While this may sound obvious under a zero-travel scenario, the AHLA has said that the hotel industry is facing “an abrupt and unprecedented drop in hotel demand that is gaining pace and getting progressively deeper and more severe week by week.” The figure for the total number of jobs is nearly 2.3 million directly tied to the hotel industry and over 8.3 million when adding up the hotel employees and those who are tied to guest spending, the supply-chain and contractors. All in all, the AHLA expects that 44% of hotel employees around the nation are projected to be jobless in the coming weeks.

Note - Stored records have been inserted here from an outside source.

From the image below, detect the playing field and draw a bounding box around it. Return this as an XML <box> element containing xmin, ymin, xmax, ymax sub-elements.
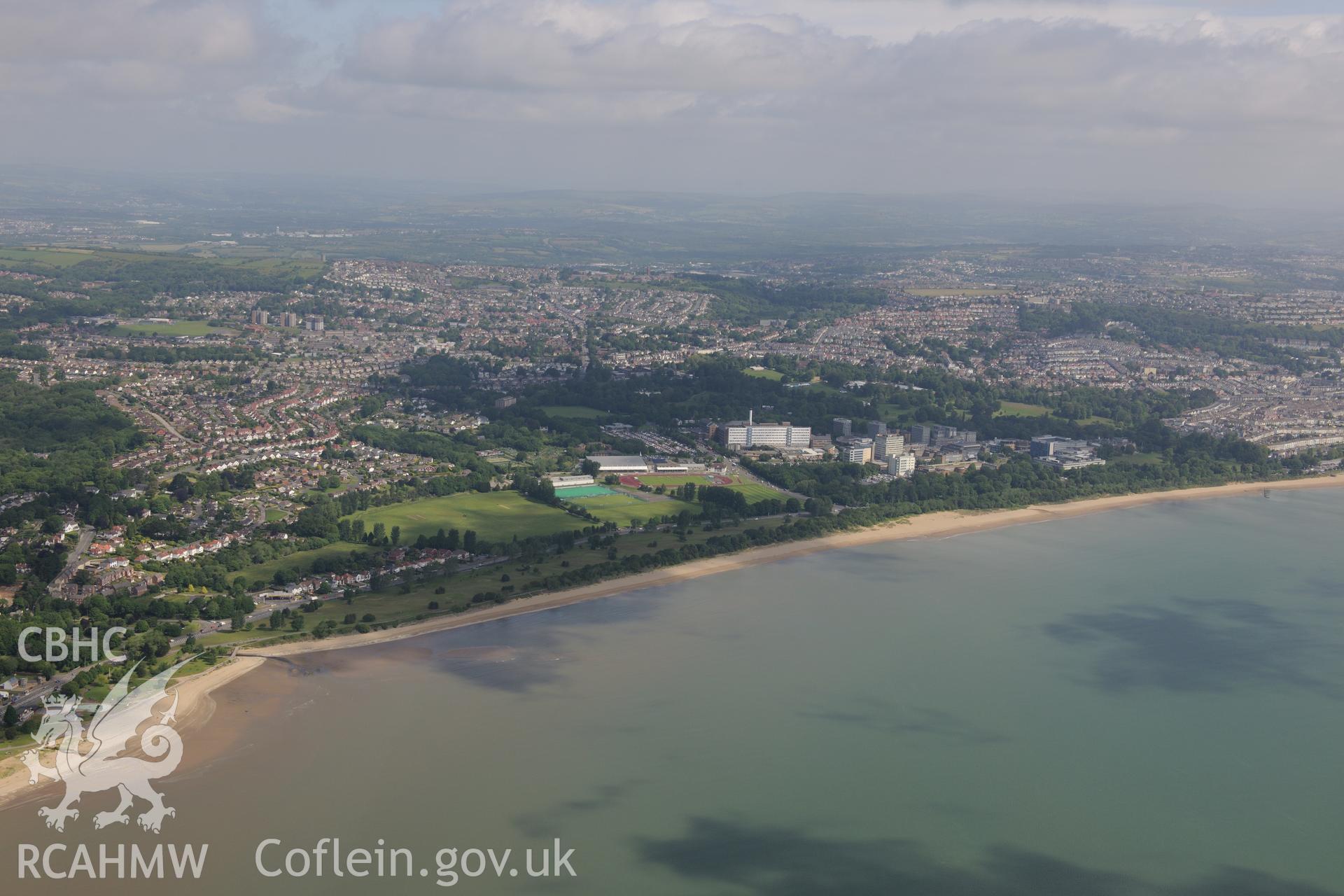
<box><xmin>555</xmin><ymin>485</ymin><xmax>620</xmax><ymax>501</ymax></box>
<box><xmin>621</xmin><ymin>473</ymin><xmax>783</xmax><ymax>501</ymax></box>
<box><xmin>995</xmin><ymin>402</ymin><xmax>1050</xmax><ymax>416</ymax></box>
<box><xmin>575</xmin><ymin>491</ymin><xmax>700</xmax><ymax>525</ymax></box>
<box><xmin>542</xmin><ymin>405</ymin><xmax>608</xmax><ymax>421</ymax></box>
<box><xmin>346</xmin><ymin>491</ymin><xmax>584</xmax><ymax>544</ymax></box>
<box><xmin>114</xmin><ymin>321</ymin><xmax>237</xmax><ymax>336</ymax></box>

The COVID-19 wipeout also looks far worse than in past recessions. After the 9/11 terror attacks in 2001, some 400,000 jobs were lost and occupancy was 59%. During the 2007 to 2009 period, 470,000 jobs from the industry were lost and occupancy rates were 54%. The current occupancy expectation of 25% is forecast to see 2.8 million to 3.4 million jobs lost.
Based on current occupancy estimates looking at the immediate future, and trying to use historical employment impact rates, the AHLA indicates that a million direct jobs (and nearly 3.9 million total jobs) either have been eliminated or will be in the next few weeks. Since mid-February alone, hotels in the United States already have lost $2.4 billion in room revenue. These figures are rapidly changing, as hotels are expected to lose over $200 million in room revenue per day and over $1.4 billion every week. Most hotel operators are looking at revenue losses of more than 50% for the first half of 2020.

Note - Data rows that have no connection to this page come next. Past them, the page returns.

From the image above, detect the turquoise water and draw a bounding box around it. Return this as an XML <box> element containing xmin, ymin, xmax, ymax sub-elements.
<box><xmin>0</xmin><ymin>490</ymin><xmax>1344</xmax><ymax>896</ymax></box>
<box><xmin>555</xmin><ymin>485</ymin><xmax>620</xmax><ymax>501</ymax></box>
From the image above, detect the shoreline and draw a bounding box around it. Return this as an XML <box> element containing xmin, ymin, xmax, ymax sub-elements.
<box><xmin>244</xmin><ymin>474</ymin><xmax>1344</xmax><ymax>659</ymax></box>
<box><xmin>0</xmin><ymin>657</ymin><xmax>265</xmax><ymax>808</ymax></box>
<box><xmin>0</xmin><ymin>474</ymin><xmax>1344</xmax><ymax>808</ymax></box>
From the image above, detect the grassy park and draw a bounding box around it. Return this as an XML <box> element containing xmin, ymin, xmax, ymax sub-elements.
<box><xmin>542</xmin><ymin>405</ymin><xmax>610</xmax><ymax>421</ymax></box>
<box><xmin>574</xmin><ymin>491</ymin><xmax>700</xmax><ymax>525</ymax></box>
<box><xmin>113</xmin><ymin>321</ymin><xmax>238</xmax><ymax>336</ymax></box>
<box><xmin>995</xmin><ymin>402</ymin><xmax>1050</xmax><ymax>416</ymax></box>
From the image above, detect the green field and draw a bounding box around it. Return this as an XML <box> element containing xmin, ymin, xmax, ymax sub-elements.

For further quantifying layoffs, the AHLA is indicating that major hotel managers already indicated that layoffs and furloughs are in many cases hitting 80% or more of their staff. Individual hotels and major operators now forecast occupancy rates coming in under 20% for the months ahead, and hotels may have to close their doors at an occupancy rate of 35% or lower.
It is not possible to imagine how many layoffs actually will be reported in this coming Thursday’s weekly jobless claims. Merrill Lynch had a forecast of 3 million for the week, and a prior figure from Goldman Sachs saw as much as 2.25 million jobless claims for the past week alone.